Related: 8 Surfactants Added to EPA’s ‘Safer Chemical Ingredients’ List

The ECHA’s second report on the Integrated Regulatory Strategy offers an overview of addressing substances of concern and in the ‘mapping of the chemical universe.’ This includes recommendations to authorities and the cosmetic industry on managing chemical risks.

Mapping the chemical universe and assigning substances for further action is a key part of the Integrated Regulatory Strategy. The aim is to have full clarity for all registered substances by 2027.

Previously: Patch Testing, Irritation and Sensitization: Safety Testing in Cosmetics

Overall, the chemical universe of more than 21,000 registered substances in both high-volume and low-volume substances includes approximately 330 substances whose regulatory risk management are under consideration; 1,550 substances that are under data generation; 390 substances that have ongoing regulatory risk management; and 700 substances where no further actions have currently been proposed after authority reviews.
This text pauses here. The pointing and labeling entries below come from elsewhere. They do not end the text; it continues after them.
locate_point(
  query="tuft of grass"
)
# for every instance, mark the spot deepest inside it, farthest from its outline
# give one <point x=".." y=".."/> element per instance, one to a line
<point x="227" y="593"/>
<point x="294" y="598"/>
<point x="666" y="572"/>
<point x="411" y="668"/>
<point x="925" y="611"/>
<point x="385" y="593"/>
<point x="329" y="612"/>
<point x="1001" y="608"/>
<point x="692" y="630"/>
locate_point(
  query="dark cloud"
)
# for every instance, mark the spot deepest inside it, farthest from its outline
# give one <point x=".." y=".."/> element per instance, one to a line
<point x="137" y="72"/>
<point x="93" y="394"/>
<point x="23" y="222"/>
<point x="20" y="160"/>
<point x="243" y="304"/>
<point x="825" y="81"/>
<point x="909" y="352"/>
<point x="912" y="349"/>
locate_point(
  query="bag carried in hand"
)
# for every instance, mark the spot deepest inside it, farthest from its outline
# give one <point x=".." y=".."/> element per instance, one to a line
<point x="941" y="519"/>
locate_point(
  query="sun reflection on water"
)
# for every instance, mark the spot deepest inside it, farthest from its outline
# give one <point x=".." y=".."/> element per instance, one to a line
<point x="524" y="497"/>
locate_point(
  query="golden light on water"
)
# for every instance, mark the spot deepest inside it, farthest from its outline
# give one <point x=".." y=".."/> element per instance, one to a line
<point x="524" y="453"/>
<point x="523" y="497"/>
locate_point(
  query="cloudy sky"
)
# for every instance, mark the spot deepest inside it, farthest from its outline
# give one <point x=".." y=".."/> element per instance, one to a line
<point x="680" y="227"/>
Together with the Member States, the agency reviewed around 220 substances registered at more than 100 tonnes per year and allocated them to different pools of the chemical universe for regulatory action. Fifty-six percent of substances needed more data to clarify the need for further risk management. For 22% of the substances, no further action was proposed and 7% of substances were considered a high priority for EU regulatory risk management.

“We aim for more clarity on all chemicals registered at more than 100 tonnes by the end of 2020.”

The number of substances registered above 100 tonnes that have not yet been assigned to a pool in the chemical universe has been reduced to around 2,400 substances. The grouping approach enabled the ECHA to scrutinize more than 300 low-production volume substances in 2019.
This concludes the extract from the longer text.